When you look at web applications, how many of them at their core are “just” simple CRUD apps? How many applications primarily store and modify user data, operations abstracted away by ORMs, and display that data to authorized users, a process which is also abstracted away by hashing and authentication libraries?

A similar dynamic seems to be happening within machine learning. More and more, startups are launching products whose core functionality—or at least, a major part of their core functionality—is to serve predictions from a trained model.

We refer to these products as ML-native, and in aprevious article, I put together a list of ML-native startups by looking just at computer vision products:

Take computer vision models:

Ezra , Zebra Medical , and Arterys are all startups that use computer vision models to analyze MRIs for anomalies.
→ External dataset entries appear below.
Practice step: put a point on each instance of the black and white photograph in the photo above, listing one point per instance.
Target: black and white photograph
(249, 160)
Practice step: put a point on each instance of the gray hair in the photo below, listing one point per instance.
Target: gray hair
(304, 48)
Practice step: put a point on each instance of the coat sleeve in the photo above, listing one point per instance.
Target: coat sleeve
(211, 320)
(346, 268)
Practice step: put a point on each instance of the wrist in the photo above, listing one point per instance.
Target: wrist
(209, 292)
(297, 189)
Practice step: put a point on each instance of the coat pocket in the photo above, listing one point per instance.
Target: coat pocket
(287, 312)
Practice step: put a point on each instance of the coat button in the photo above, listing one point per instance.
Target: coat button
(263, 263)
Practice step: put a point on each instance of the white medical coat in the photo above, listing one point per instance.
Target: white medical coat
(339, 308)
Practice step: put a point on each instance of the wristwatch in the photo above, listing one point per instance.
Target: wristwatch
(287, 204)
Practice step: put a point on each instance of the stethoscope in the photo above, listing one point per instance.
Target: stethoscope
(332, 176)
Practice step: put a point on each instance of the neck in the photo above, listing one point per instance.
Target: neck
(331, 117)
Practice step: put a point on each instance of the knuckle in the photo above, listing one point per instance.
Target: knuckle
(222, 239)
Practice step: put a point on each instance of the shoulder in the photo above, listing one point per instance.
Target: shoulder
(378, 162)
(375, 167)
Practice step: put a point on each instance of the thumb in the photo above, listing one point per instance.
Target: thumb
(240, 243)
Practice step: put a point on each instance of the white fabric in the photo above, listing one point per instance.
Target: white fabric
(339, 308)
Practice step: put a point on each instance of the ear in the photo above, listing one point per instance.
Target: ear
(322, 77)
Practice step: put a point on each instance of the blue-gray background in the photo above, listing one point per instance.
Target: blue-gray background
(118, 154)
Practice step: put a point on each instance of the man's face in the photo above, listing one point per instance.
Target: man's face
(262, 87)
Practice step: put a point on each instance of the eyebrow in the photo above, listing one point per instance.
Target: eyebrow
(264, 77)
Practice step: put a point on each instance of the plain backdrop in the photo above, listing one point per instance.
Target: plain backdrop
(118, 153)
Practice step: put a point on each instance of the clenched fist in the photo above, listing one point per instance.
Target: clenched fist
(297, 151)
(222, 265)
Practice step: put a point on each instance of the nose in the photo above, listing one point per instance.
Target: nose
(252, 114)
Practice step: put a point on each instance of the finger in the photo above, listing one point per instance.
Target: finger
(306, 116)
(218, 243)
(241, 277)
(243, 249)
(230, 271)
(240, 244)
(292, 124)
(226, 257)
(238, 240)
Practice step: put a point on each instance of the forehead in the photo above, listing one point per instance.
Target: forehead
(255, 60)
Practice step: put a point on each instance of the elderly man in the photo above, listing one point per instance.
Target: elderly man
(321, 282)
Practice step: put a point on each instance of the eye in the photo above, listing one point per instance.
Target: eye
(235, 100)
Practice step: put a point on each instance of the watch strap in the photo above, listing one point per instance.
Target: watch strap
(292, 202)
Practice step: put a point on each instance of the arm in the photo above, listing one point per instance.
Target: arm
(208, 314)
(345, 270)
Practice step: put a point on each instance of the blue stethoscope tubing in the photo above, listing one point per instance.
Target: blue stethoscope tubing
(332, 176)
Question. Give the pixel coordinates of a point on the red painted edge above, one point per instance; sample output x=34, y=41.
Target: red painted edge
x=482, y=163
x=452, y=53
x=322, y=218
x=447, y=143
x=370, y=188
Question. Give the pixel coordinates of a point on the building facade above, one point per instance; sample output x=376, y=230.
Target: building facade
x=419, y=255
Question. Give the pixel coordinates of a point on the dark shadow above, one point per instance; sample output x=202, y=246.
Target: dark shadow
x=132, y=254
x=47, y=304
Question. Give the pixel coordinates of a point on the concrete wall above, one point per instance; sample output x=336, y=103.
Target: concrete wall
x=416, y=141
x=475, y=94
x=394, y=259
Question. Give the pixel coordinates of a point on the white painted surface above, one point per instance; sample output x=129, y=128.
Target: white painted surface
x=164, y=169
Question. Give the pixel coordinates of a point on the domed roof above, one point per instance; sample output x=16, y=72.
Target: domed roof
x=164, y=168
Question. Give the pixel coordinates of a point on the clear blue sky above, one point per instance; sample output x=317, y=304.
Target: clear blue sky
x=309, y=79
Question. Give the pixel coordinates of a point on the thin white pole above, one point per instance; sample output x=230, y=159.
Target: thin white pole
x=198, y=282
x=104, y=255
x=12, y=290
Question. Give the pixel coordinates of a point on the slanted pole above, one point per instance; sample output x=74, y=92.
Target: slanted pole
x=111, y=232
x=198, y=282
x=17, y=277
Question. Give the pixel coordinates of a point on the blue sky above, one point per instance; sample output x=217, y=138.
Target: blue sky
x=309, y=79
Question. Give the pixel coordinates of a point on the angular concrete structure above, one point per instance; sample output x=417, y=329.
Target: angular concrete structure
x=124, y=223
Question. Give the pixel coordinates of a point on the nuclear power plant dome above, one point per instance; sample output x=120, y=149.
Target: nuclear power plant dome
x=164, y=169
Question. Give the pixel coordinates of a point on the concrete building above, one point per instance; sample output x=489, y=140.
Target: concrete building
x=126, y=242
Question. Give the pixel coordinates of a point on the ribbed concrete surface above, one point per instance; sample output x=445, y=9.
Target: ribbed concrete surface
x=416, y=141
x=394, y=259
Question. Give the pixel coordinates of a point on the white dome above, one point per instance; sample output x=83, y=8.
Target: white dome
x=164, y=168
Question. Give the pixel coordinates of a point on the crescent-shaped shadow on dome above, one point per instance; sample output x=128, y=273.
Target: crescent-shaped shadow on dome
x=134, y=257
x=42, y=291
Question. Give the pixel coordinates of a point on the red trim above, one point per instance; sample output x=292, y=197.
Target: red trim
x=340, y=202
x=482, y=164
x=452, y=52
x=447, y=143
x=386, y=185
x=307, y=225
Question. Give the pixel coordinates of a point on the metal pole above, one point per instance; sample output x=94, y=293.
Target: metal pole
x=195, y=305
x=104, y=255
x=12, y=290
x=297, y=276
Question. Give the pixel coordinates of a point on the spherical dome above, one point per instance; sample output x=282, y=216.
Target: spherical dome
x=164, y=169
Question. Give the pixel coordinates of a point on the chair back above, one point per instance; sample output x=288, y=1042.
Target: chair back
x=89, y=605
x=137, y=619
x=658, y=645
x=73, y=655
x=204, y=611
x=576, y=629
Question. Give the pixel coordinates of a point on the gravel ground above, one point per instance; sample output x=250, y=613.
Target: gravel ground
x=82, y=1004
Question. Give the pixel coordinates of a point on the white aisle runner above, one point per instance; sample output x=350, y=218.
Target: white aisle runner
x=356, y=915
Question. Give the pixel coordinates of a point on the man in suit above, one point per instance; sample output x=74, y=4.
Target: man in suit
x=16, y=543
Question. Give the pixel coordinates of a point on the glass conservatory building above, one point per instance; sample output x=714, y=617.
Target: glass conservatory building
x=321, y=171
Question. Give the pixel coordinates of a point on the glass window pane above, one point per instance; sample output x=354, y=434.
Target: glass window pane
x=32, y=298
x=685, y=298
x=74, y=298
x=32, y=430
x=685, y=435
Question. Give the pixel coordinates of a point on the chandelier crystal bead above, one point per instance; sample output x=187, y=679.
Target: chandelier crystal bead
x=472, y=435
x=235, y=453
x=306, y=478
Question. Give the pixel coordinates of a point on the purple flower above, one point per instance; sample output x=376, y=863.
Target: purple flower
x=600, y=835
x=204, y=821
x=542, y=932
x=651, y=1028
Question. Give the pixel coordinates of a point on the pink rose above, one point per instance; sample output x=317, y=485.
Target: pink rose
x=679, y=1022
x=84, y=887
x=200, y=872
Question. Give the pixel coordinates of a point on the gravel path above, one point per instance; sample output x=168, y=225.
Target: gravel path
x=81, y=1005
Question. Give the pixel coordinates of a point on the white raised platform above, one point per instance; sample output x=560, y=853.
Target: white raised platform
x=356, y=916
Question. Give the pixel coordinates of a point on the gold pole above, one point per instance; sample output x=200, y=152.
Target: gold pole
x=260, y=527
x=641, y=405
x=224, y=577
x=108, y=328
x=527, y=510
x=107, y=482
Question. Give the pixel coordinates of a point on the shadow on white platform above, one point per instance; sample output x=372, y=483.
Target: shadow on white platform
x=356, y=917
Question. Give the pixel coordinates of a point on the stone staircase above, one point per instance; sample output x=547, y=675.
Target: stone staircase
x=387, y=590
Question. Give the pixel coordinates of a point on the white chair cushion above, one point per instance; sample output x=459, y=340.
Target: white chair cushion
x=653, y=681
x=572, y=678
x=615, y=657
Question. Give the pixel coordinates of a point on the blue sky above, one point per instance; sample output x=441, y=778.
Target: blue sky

SkinVision , SkinIQ , and TroveSkin all use your phone’s camera and a computer vision model to analyze your skin for everything from acne to melanoma.

Comma.ai , Pony.ai , and Phantom.ai all use computer vision models to help cars navigate autonomously.

Actuate (formerly Aegis AI), Athena Security , and Synapse Technology all use computer vision models to detect weapons in video footage.

As the abstraction gap continues to close in machine learning, there will be an explosion of ML-native products, similar to the wave of CRUD apps that hit the market as web frameworks made it easier for engineers to build them.

Machine learning’s future relies on both researchers and engineers

Going back to the hashing parallel one last time (I promise), it’s important to note how the efforts of researchers and software engineers interplay to push the field forward.

In the web development world, most of the popular abstractions for authentication—be it built-in functionality of frameworks like Django and Rails, or dedicated projects like Passport.js—are built on bcrypt . The people who designed bcrypt , Niels Provos and David Mazières, are both security researchers by profession.

In this example, the work done by dedicated researchers pushes the state-of-the-art forward, and is then wrapped up in a layer of abstraction that makes this new frontier available to engineers, unlocking a new wave of software.

The same dynamic has emerged within machine learning. Every time OpenAI, Google, Microsoft, or some other ML research team releases a new model, they’re really releasing new functionality that—given the right abstractions— engineers can use to build new products.

In other words, data scientists and researchers are focused on the fundamentals of machine learning, conducting experiments to train models to do things we’ve never seen before—and to engineers, these trained models will become just another library they import to build new products.